Question

A 200 g ball moves in a vertical circle on the end of a 50 cm long string. If its speed at the bottom is 10 m/s, calculate: (a) the velocity at the top of the circle. (b) the tension at the top of the circle.

Answer 1

(a) The velocity at the top of the circle is approximately
`\(6.07 \, \text{m/s}\)`.

(b) The tension at the top of the circle is approximately
`\(16.3 \, \text{N}\)`.

In a vertical circular motion, the speed of the object changes as it moves around the circle. At the bottom of the circle, the tension in the string provides the centripetal force required for circular motion, and at the top, gravity provides the centripetal force. Let's solve for the velocity at the top and the tension at the top.

Given:

- Mass of the ball
`(\(m\))`= 200 g = 0.2 kg

- Length of the string
`(\(r\))` = 50 cm = 0.5 m

- Speed at the bottom
`(\(v_{\text{bottom}}\))` = 10 m/s

First, let's find the velocity at the top
`(\(v_{\text{top}}\))`. The conservation of energy can be applied, considering the conversion of potential energy to kinetic energy:

`\[ mgh_{\text{bottom}} + (1)/(2)mv_{\text{bottom}}^2 = mgh_{\text{top}} + (1)/(2)mv_{\text{top}}^2 \]`

At the bottom of the circle,
`\(h_{\text{bottom}} = 0\)` (since the reference point is usually at the bottom), and at the top of the circle,
`\(h_{\text{top}} = 2r\)`.

`\[ (1)/(2)mv_{\text{bottom}}^2 = mg(2r) + (1)/(2)mv_{\text{top}}^2 \]`

Now, solve for
`\(v_{\text{top}}\)`.

`\[ v_{\text{top}} = \sqrt{v_{\text{bottom}}^2 - 2gr} \]`

Substitute the known values:

`\[ v_{\text{top}} = \sqrt{(10 \, \text{m/s})^2 - 2 * 9.8 \, \text{m/s}^2 * 0.5 \, \text{m}} \]`

`\[ v_{\text{top}} \approx 6.07 \, \text{m/s} \]`

Next, let's find the tension at the top
`(\(T_{\text{top}}\))`. At the top of the circle, the net force acting on the ball is the centripetal force provided by tension, so:

`\[ T_{\text{top}} = \frac{mv_{\text{top}}^2}{r} + mg \]`

`\[ T_{\text{top}} = \frac{0.2 \, \text{kg} * (6.07 \, \text{m/s})^2}{0.5 \, \text{m}} + 0.2 \, \text{kg} * 9.8 \, \text{m/s}^2 \]`

`\[ T_{\text{top}} \approx 16.3 \, \text{N} \]`

Answer 2

(a) The velocity at the top of the circle is 10.5 m/s.

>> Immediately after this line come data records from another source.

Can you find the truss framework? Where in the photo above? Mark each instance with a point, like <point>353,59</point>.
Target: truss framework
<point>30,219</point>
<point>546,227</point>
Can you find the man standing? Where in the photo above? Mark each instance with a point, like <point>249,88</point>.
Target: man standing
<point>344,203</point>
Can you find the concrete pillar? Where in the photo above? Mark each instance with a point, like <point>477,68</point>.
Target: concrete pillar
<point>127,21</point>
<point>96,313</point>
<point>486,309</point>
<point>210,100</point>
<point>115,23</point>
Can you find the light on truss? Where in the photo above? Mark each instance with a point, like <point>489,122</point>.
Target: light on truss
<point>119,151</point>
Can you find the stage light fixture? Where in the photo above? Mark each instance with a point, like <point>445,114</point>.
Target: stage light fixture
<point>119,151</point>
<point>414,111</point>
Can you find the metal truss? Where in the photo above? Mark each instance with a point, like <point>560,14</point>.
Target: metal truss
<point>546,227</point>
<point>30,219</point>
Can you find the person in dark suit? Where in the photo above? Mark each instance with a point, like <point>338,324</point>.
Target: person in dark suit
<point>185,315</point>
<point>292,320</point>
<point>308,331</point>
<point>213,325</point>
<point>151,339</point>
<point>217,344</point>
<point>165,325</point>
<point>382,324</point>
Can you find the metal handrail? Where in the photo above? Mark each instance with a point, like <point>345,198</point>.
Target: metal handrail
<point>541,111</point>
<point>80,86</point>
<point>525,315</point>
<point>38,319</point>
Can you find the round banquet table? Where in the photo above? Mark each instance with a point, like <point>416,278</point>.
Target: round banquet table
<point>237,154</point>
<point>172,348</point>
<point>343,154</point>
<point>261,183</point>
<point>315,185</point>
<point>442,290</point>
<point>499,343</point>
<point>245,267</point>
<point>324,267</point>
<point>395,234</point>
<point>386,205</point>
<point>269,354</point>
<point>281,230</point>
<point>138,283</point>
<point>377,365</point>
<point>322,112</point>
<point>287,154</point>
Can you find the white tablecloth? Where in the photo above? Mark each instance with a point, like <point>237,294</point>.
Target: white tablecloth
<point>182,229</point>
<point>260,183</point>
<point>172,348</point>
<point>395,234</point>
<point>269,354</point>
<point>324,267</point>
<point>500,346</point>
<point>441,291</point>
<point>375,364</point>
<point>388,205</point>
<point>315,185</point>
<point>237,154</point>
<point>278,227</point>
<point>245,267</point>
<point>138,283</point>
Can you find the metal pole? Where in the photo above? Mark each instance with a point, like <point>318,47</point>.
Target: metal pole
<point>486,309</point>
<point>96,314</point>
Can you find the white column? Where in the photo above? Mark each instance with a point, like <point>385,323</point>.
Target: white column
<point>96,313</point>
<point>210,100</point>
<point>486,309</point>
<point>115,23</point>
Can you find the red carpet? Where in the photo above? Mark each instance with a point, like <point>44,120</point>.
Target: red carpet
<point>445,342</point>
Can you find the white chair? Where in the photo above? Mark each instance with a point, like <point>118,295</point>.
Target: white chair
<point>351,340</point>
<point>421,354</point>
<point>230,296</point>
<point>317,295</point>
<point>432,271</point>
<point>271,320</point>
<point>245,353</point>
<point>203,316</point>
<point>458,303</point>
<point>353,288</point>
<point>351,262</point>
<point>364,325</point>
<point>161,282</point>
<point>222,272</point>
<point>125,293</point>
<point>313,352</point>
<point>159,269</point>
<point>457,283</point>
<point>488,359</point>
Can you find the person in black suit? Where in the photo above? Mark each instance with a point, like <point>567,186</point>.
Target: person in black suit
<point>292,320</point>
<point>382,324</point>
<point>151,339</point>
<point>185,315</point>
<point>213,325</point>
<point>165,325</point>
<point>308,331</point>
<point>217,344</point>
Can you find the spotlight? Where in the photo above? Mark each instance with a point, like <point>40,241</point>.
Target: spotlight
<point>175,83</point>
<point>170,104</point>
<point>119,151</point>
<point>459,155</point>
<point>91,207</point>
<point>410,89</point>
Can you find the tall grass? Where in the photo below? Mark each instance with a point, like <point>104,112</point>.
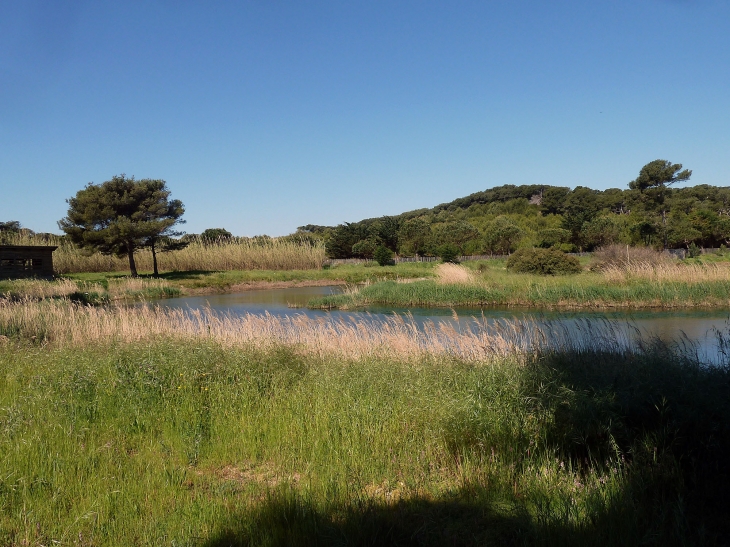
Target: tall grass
<point>194,437</point>
<point>535,293</point>
<point>96,292</point>
<point>65,323</point>
<point>231,254</point>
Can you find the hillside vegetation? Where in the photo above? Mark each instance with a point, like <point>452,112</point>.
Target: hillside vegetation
<point>504,218</point>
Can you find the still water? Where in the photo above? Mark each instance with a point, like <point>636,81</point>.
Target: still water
<point>698,326</point>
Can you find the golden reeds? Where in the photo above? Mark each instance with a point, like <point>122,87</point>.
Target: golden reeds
<point>230,254</point>
<point>63,323</point>
<point>454,274</point>
<point>667,271</point>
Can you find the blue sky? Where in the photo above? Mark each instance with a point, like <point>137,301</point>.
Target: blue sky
<point>264,116</point>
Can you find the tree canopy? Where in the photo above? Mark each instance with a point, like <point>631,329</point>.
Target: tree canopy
<point>122,215</point>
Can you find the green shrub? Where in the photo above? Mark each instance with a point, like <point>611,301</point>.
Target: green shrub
<point>384,256</point>
<point>543,262</point>
<point>448,253</point>
<point>693,251</point>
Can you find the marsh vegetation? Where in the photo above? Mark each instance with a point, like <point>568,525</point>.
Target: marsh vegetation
<point>149,426</point>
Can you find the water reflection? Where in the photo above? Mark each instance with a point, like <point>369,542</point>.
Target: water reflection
<point>680,327</point>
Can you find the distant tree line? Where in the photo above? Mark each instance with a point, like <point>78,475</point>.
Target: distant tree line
<point>499,220</point>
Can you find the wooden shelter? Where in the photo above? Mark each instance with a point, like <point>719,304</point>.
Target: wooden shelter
<point>26,260</point>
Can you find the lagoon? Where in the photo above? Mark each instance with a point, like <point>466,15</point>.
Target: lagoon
<point>695,331</point>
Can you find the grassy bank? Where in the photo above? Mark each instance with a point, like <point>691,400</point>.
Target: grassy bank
<point>129,435</point>
<point>233,254</point>
<point>227,281</point>
<point>640,286</point>
<point>99,290</point>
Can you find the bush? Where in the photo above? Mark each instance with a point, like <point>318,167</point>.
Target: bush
<point>384,256</point>
<point>619,256</point>
<point>448,253</point>
<point>693,251</point>
<point>543,262</point>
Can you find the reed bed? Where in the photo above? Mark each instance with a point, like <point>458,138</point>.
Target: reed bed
<point>37,289</point>
<point>222,255</point>
<point>68,324</point>
<point>666,272</point>
<point>152,435</point>
<point>455,274</point>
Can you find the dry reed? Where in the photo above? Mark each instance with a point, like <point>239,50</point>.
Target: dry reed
<point>63,323</point>
<point>233,254</point>
<point>666,272</point>
<point>454,274</point>
<point>40,289</point>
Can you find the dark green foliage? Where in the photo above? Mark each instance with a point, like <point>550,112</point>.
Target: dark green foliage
<point>122,215</point>
<point>457,233</point>
<point>448,253</point>
<point>659,173</point>
<point>652,183</point>
<point>10,226</point>
<point>365,248</point>
<point>502,218</point>
<point>543,262</point>
<point>342,239</point>
<point>502,234</point>
<point>384,256</point>
<point>413,236</point>
<point>553,237</point>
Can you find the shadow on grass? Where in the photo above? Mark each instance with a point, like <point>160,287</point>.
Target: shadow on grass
<point>190,274</point>
<point>661,417</point>
<point>286,519</point>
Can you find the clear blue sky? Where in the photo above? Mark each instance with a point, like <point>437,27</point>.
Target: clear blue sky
<point>264,116</point>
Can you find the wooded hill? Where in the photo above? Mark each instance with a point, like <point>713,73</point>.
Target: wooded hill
<point>501,219</point>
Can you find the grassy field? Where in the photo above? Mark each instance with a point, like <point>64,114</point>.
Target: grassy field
<point>233,254</point>
<point>147,427</point>
<point>677,285</point>
<point>226,281</point>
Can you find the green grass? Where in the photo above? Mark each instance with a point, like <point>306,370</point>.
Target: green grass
<point>187,443</point>
<point>499,287</point>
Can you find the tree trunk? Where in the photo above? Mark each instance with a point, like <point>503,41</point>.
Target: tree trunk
<point>154,261</point>
<point>132,265</point>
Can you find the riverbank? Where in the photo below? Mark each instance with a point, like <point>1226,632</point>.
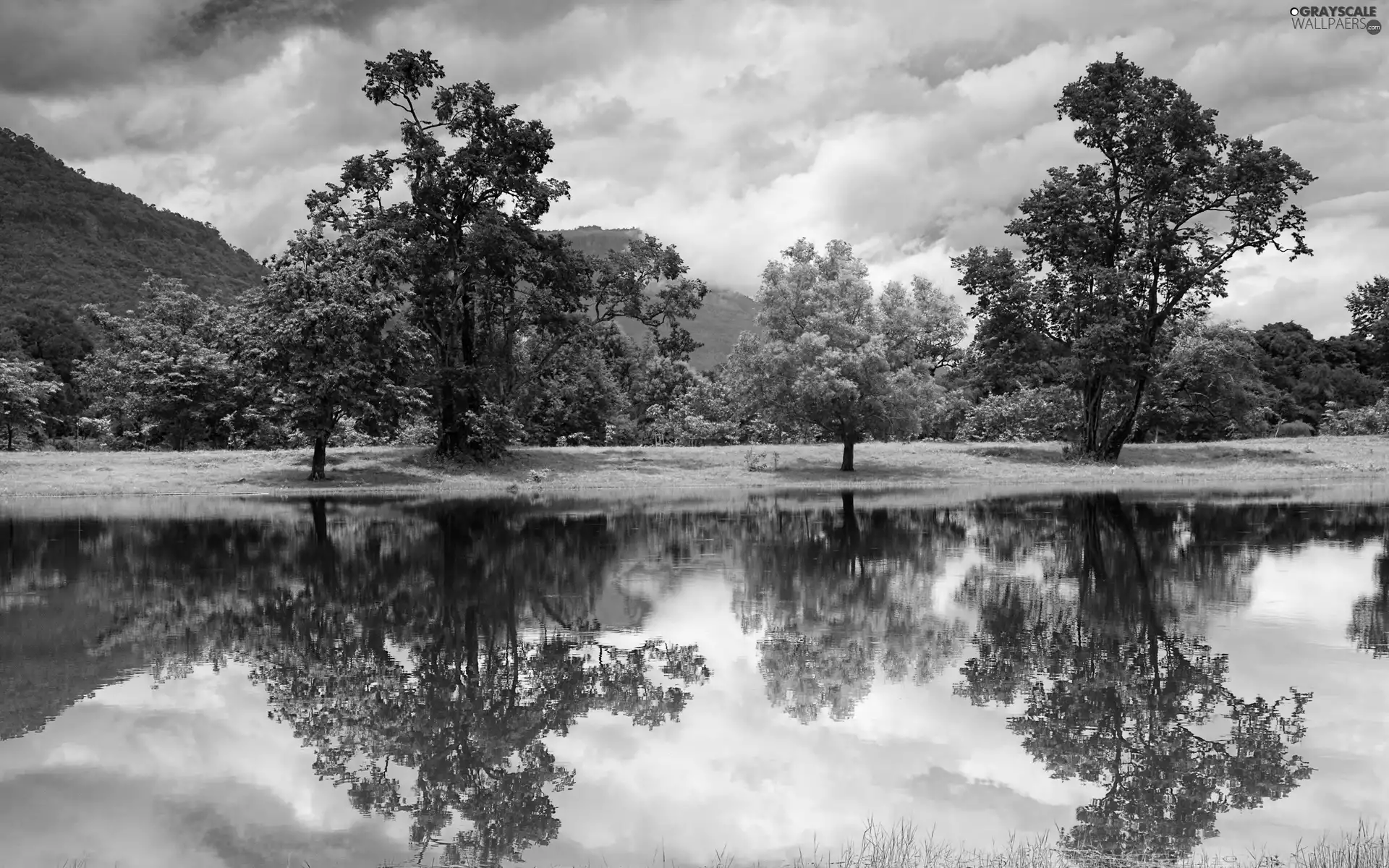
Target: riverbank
<point>598,469</point>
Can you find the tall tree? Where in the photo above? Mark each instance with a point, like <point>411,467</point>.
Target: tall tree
<point>166,374</point>
<point>474,259</point>
<point>22,391</point>
<point>1113,694</point>
<point>1369,306</point>
<point>830,357</point>
<point>1138,241</point>
<point>1209,386</point>
<point>330,330</point>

(b) The tension at the bottom of the circle is 41.96 N.

How to calculate the velocity?

(a) The velocity at the top of the circle is calculated by applying the following formula.

T + mg = mv²/r

where;

• T is the tension at the top of the circle
• m is the mass of the ball
• g is gravity
• v is the speed of the ball
• r is the radius of the path

Since we have the speed at the bottom of the circle, the tension is calculated as;

Equation for net force at the bottom is;

T - mg = mv²/r

T = mv²/r + mg

T = (0.2 kg x (10 m/s)² ) / 0.5 m + (0.2 kg x 9.8 m/s²)

T = 41.96 N

T + mg = mv²/r

41.96 + (0.2 x 9.8) = (0.2v²)/0.5

43.92 = 0.4v²

v² = 109.8

v = √(109.8)

v = 10.5 m/s

(b) The tension at the bottom of the circle is already calculated as 41.96 N.